Moving to the end of this section, Peter continues this theme with very good advice:

If you speak, you should do so as the one who speaks the very words of God. If you serve, you should do so with the strength God provides so in all things God may be praised through Jesus Christ. To him be the glory and the power forever and ever. Amen.

It seems that Peter brings this unit to a closure by going back to the basics. If his audience is at a lose for how to live the crazy, counter-cultural, not-so-popular Christian life, then he tells them to do everything they do in order to bring glory to God. If we are struggling with the way we live our lives, we can ask this basic question, “Are our words and actions bringing glory to God or are they an attempt to bring glory to me?”

Next weekend our band, some of our college students, and some of our young adults are going to a conference in Atlanta called Passion. Passion began as a ministry to reach college students and it has now gone world wide.
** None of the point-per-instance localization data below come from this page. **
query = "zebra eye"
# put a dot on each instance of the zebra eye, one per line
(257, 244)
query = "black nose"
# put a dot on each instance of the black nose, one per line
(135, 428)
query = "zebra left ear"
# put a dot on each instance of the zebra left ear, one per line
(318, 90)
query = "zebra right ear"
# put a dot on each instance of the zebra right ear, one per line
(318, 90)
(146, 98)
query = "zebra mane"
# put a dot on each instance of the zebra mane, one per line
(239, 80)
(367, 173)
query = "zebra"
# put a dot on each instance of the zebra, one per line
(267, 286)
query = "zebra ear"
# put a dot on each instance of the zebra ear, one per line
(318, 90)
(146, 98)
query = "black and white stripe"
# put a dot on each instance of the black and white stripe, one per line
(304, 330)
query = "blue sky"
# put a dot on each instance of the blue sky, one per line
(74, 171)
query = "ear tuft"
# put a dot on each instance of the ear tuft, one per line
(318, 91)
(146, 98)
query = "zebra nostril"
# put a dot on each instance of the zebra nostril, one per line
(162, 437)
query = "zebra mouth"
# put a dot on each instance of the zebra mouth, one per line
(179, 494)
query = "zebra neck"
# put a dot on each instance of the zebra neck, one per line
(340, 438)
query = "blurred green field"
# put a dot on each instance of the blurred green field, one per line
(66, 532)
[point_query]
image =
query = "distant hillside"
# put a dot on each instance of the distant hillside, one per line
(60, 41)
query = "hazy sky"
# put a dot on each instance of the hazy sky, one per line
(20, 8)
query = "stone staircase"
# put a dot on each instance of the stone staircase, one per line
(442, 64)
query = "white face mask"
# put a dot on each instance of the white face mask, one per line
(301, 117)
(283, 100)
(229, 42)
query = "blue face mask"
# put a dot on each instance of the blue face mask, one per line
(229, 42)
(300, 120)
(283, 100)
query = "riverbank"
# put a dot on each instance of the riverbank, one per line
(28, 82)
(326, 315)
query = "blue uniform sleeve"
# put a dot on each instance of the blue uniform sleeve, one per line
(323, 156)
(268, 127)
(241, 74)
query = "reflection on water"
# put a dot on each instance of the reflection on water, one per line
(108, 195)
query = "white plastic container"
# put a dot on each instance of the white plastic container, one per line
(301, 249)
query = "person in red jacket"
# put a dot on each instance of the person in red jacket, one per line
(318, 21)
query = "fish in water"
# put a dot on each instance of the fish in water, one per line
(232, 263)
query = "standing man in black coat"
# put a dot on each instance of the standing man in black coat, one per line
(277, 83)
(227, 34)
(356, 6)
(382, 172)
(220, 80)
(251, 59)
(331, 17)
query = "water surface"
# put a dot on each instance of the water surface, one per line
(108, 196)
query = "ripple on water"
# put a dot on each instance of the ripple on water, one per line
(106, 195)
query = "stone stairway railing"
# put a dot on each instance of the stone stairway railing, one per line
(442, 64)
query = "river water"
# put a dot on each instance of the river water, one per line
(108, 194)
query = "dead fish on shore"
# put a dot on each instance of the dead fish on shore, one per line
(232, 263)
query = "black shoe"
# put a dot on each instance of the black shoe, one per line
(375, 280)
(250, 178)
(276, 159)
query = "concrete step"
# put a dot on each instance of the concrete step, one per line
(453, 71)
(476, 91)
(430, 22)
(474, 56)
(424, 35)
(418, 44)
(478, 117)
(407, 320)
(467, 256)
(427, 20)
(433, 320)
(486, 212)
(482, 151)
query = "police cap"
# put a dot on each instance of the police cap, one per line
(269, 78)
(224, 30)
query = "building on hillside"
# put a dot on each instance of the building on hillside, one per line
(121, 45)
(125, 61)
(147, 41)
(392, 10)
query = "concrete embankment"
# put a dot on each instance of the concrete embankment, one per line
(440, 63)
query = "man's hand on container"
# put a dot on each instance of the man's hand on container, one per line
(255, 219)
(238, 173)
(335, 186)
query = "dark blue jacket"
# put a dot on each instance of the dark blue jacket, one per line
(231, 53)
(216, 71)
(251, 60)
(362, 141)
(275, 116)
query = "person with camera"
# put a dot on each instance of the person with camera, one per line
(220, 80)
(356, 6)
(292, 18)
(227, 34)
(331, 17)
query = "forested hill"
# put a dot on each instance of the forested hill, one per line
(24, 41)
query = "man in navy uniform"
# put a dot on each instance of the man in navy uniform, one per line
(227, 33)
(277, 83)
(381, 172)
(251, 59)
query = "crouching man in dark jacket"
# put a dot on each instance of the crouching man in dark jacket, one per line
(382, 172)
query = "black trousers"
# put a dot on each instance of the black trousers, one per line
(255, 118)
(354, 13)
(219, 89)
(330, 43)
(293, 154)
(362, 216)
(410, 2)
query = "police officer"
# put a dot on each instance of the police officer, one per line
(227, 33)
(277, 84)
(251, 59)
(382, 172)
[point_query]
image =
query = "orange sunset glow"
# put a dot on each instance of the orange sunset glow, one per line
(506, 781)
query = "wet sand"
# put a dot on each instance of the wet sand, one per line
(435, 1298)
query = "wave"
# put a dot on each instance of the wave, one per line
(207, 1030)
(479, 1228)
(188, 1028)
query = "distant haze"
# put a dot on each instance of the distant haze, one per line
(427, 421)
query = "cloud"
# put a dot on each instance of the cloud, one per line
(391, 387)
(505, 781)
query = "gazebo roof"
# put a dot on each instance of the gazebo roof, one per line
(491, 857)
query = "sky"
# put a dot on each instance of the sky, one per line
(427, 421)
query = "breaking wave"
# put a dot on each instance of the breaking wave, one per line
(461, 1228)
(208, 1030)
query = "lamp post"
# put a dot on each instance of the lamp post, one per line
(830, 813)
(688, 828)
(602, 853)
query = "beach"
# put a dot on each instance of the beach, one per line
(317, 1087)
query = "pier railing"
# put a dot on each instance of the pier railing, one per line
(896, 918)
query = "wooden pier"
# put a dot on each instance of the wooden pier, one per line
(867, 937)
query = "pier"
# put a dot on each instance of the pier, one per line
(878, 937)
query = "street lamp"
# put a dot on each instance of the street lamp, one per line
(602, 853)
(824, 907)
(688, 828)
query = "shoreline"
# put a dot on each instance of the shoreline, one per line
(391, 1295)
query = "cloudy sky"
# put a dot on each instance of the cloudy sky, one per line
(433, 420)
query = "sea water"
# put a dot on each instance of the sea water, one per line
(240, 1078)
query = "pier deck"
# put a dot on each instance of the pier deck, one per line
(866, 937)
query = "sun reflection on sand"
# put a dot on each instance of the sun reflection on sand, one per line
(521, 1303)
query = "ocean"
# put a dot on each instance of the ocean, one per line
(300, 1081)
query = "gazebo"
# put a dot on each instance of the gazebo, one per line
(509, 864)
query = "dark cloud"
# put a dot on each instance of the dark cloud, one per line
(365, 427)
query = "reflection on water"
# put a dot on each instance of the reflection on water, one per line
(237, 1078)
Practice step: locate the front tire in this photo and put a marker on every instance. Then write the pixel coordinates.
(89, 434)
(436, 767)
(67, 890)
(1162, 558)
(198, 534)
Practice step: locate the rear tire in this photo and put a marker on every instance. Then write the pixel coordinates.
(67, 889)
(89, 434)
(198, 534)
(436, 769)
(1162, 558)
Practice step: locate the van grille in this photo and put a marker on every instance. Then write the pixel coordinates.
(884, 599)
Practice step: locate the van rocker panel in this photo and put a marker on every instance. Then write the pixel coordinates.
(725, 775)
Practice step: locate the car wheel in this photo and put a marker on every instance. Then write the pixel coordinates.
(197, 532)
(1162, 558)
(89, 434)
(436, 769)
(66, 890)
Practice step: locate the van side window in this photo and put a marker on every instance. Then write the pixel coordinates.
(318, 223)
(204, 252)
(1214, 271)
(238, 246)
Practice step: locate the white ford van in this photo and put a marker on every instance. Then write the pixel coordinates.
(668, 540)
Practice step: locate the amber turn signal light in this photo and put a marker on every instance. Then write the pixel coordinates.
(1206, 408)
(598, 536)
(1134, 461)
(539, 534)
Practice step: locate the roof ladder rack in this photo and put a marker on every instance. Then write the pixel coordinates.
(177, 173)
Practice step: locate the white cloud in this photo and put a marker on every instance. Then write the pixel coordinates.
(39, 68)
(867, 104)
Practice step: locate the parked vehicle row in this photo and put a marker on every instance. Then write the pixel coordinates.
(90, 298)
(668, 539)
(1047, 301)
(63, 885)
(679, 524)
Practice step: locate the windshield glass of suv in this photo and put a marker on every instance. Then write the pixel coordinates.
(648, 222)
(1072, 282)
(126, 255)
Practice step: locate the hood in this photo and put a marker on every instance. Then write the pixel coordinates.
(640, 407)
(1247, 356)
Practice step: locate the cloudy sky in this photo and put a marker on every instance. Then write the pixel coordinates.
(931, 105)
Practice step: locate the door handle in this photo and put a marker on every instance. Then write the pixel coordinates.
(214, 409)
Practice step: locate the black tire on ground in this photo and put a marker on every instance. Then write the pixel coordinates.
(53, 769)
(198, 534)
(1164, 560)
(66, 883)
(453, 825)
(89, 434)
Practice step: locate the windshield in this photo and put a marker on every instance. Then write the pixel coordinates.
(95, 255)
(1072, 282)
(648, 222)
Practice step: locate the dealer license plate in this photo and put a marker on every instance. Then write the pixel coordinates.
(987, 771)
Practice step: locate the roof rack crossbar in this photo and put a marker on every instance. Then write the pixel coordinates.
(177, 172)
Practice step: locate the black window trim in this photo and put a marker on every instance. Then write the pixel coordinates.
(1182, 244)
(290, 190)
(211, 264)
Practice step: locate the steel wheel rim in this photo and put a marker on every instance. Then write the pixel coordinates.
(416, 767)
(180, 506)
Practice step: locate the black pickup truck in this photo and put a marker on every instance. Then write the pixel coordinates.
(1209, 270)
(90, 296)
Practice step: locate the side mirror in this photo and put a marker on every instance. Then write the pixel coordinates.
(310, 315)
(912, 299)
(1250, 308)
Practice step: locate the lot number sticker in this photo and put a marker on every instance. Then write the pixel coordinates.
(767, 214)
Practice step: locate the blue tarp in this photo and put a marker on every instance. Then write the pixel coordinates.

One of the things I like about Passion is that they are upfront about their purpose: They are not about playing good music or bringing creative messages, although most would say they do, their primary purpose is to bring glory to God. We can learn from the Passion movement and live our lives in such a way that everything we say and do brings glory to God. I believe when we get back to this, we will be able to live the crazy life God calls us to.